About the artist - Ed Hurst
Ed has been a professional photographer for over 20 years and has never been more devoted to creating great images. At the core of his approach are three abiding passions: revelling in the beauty of the world, finding a distinctive ‘voice’ and exploring the connection we all have with our natural environment.
Ed grew up in Britain (inasmuch as he has grown up at all), developing an affinity from a very young age with wild landscapes – the Scottish Highlands, Lake District, Yorkshire Dales, Dartmoor, Snowdonia, Dartmoor and East Anglia – all places where natural splendour abound and where it’s easy to feel how tiny we are in the face of nature. British conditions, though, rarely allowed him to develop his interest in astrophotography – clouds and stars don’t mix well!
From the age of 18, he committed himself to improving his skills and publishing pictures in magazines. When he moved to Sydney, Ed was surrounded by one of the world’s most beautiful cities and an aesthetic that was wholly new to him. Suddenly, inspiration and opportunity were all around in an almost overwhelmingly new way.
His new home provided something that enables him to offer a distinctive perspective on a well-known place – it is familiar, but constantly new to a chap who grew up on the other side of the world.
Ed learned his craft with very basic equipment that depended on the essential skills of photography. In that era, he learned darkroom skills that continue to serve him well in understanding light, tones and the beauty of a fine print. He always shoots manually, making every decision for himself. After all those years or practice, technical decisions happen almost without thinking – leaving him free to concentrate on the creative results he is aiming for, safe in the knowledge that the basics are rock solid.

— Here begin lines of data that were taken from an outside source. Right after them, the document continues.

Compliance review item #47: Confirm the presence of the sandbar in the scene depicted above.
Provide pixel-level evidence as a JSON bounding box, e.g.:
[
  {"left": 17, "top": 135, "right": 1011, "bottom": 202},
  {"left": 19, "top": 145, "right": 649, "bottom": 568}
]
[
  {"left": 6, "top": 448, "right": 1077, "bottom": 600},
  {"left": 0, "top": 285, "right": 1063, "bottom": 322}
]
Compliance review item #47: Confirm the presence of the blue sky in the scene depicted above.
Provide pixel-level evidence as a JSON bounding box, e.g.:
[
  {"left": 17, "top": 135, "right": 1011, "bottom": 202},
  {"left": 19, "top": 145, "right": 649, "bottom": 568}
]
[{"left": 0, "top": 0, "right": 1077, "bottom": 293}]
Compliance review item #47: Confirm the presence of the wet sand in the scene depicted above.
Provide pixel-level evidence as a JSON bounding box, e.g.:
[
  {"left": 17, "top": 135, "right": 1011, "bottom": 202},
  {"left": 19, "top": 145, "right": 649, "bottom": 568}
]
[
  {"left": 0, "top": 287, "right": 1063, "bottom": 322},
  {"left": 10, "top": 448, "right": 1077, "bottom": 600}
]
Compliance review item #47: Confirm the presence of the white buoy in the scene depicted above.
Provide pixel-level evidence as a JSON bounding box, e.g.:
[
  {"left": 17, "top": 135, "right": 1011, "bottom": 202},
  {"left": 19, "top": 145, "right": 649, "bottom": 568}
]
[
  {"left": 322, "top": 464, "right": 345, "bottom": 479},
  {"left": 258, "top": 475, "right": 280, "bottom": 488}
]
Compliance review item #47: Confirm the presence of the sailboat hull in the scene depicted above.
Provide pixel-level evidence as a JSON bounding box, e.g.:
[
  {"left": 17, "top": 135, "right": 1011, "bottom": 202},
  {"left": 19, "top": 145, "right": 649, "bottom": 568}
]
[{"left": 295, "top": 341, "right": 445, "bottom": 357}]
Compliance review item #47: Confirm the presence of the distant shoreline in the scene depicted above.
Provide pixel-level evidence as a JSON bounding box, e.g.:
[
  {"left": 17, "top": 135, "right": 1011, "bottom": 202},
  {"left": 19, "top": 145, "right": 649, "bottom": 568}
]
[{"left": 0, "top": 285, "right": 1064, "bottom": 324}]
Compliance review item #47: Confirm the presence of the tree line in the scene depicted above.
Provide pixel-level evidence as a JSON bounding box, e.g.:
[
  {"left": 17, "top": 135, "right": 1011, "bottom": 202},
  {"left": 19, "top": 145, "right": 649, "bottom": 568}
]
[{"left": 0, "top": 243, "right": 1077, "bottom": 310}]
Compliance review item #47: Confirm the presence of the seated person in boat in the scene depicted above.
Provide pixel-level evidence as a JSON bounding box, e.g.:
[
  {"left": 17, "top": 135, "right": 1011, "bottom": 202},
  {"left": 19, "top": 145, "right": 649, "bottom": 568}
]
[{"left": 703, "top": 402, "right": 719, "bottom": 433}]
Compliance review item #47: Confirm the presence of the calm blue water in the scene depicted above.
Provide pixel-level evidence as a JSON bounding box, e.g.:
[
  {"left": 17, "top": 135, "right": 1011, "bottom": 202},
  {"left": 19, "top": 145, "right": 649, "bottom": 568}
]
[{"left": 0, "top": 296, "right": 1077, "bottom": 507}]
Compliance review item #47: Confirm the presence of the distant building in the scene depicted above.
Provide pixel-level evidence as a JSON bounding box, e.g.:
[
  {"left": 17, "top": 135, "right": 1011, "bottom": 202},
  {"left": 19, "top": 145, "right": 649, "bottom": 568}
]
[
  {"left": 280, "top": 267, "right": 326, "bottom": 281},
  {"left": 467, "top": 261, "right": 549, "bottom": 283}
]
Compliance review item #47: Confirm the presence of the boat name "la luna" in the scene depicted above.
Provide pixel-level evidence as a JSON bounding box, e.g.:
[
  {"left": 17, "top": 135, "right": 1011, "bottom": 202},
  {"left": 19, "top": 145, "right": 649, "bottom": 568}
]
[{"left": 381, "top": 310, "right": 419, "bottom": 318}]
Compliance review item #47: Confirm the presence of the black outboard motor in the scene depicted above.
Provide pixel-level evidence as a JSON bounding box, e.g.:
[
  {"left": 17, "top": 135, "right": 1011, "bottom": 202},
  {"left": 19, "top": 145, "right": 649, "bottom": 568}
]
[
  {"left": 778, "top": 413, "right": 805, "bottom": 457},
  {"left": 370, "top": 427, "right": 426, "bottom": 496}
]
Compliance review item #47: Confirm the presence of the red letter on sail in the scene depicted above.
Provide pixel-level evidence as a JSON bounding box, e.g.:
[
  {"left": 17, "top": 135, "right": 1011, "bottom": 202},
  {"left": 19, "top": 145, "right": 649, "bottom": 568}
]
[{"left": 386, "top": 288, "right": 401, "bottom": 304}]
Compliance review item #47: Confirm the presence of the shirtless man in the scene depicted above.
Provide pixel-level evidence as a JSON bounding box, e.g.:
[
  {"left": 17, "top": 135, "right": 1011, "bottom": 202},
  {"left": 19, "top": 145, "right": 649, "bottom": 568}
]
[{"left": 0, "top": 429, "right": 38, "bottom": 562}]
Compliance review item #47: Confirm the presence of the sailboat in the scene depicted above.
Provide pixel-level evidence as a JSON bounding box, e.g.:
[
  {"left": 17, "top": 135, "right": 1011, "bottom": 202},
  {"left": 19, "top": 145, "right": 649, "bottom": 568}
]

In 2005, he bought his first digital camera, which taught him both what this new technology could do and what it should not do. Digital wizardry is there to help us realise our vision, but should never become an end in itself, a gimmick, a lazy habit or be used to create clichés. Even now, his use of Photoshop is limited to helping the camera to produce the natural image he creatively envisages.
Astrophotography is a crucial element of Ed’s work. It was Australia’s amazingly clear night sky that truly ignited this passion in him – both in the deep darkness of the outback and the surprisingly interesting skies over our cities. Creating such pictures over the light pollution of Sydney requires hard work and technical precision. His star trail pictures involve techniques that he has created himself – producing results that even respected astronomers believed to be impossible in an urban environment.
Ed is also a passionate advocate for the environment – especially important, as it allows him to do the job he loves. His work constantly expresses the strong yet fragile beauty of the world, and how our ability to survive depends on our ability to co-exist with nature.